Arthur S. Levine did know what to do. He arranged for Murrysville artists Adrienne Heinrich and Patricia Sheahan to find homes for the art left by his wife, Ruth E. Levine, who died in 2010.

"She left several hundred pieces," said Dr. Levine, the University of Pittsburgh's senior vice chancellor for the health sciences and dean of the School of Medicine. "She was a hard-working and productive, as well as accomplished, artist."

Ms. Sheahan and Ms. Heinrich spent about four months unwrapping, photographing, measuring, pricing and labeling Ms. Levine's works, which explore the subject of patterns. The pair arranged for exhibits at American Jewish Museum in Squirrel Hill, Eastside Gallery in East Liberty and Westmoreland Museum of American Art. Melissa Hiller, director of the American Jewish Museum, arranged for groups of schoolchildren to view the work.
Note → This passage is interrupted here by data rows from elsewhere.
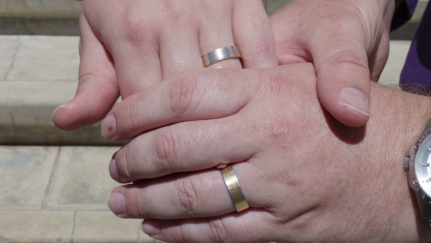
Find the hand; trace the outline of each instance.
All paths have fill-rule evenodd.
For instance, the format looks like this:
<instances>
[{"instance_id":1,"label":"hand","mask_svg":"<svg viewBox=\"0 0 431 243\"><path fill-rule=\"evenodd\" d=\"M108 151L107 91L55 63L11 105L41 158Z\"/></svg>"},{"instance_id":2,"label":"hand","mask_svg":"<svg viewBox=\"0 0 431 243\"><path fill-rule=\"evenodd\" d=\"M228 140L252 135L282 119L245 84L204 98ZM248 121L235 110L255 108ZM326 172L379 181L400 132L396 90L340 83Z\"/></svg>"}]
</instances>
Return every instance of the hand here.
<instances>
[{"instance_id":1,"label":"hand","mask_svg":"<svg viewBox=\"0 0 431 243\"><path fill-rule=\"evenodd\" d=\"M92 0L83 2L79 84L54 112L64 130L94 123L124 99L187 71L200 56L236 44L244 68L278 65L261 0ZM210 67L242 68L238 59Z\"/></svg>"},{"instance_id":2,"label":"hand","mask_svg":"<svg viewBox=\"0 0 431 243\"><path fill-rule=\"evenodd\" d=\"M110 165L119 182L142 180L115 189L110 207L172 242L428 242L402 161L431 101L372 86L379 105L360 128L322 110L309 64L207 69L131 95L102 130L147 131ZM234 163L243 212L220 163Z\"/></svg>"},{"instance_id":3,"label":"hand","mask_svg":"<svg viewBox=\"0 0 431 243\"><path fill-rule=\"evenodd\" d=\"M388 59L393 0L294 1L270 18L280 65L312 62L324 107L348 126L370 115Z\"/></svg>"}]
</instances>

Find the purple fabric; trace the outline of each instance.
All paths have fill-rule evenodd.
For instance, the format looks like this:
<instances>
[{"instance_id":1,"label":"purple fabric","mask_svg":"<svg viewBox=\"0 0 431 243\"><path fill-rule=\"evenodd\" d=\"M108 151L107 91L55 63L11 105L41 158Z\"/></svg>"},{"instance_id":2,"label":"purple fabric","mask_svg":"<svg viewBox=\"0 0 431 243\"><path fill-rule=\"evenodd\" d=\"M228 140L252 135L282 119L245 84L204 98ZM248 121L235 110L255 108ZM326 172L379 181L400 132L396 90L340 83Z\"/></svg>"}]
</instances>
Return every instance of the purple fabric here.
<instances>
[{"instance_id":1,"label":"purple fabric","mask_svg":"<svg viewBox=\"0 0 431 243\"><path fill-rule=\"evenodd\" d=\"M390 31L396 30L410 20L419 0L403 0L394 14Z\"/></svg>"},{"instance_id":2,"label":"purple fabric","mask_svg":"<svg viewBox=\"0 0 431 243\"><path fill-rule=\"evenodd\" d=\"M419 84L428 91L431 86L431 4L428 4L410 47L400 82ZM417 85L415 85L417 88Z\"/></svg>"}]
</instances>

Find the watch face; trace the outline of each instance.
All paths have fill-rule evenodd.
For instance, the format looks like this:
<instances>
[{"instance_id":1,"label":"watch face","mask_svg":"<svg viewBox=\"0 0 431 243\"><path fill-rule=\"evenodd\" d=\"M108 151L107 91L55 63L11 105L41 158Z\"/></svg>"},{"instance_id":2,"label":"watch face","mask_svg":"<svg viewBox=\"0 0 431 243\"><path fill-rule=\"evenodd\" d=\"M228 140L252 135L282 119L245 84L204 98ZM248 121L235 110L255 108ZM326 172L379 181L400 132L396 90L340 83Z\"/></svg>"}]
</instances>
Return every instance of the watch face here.
<instances>
[{"instance_id":1,"label":"watch face","mask_svg":"<svg viewBox=\"0 0 431 243\"><path fill-rule=\"evenodd\" d=\"M425 139L418 149L414 163L418 183L430 197L431 196L431 136Z\"/></svg>"}]
</instances>

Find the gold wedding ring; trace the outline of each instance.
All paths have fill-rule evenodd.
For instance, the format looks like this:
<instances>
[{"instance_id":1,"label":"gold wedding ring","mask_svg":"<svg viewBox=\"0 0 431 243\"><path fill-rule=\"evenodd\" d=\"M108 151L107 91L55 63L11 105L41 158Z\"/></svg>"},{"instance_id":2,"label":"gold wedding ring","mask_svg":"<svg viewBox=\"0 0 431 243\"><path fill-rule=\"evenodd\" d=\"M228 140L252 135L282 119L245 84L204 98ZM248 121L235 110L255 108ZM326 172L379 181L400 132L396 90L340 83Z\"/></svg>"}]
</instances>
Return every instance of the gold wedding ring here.
<instances>
[{"instance_id":1,"label":"gold wedding ring","mask_svg":"<svg viewBox=\"0 0 431 243\"><path fill-rule=\"evenodd\" d=\"M241 53L236 46L230 46L218 48L204 54L200 56L204 67L206 67L211 64L226 59L234 58L240 58Z\"/></svg>"},{"instance_id":2,"label":"gold wedding ring","mask_svg":"<svg viewBox=\"0 0 431 243\"><path fill-rule=\"evenodd\" d=\"M242 190L241 190L241 187L240 186L240 183L238 182L238 178L236 178L236 175L235 174L232 166L228 165L220 171L222 171L223 179L224 180L224 184L228 187L229 195L230 195L230 198L234 202L234 205L235 205L235 208L236 208L236 211L240 212L248 208L249 207L248 203L246 200L246 197L244 196Z\"/></svg>"}]
</instances>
Levine's work also is showcased at www.relevine.com. Sales benefit a memorial fund at the Carnegie, and Dr. Levine said remaining works will be taken by family members or donated to institutions.

A couple of months after his uncle's death, Eric Mendlow said, he went to the Metropolitan Museum of Art in New York and read about efforts that Edgar Degas' family made to preserve and market his work.

"It was just kind of a reaffirmation for me," he said.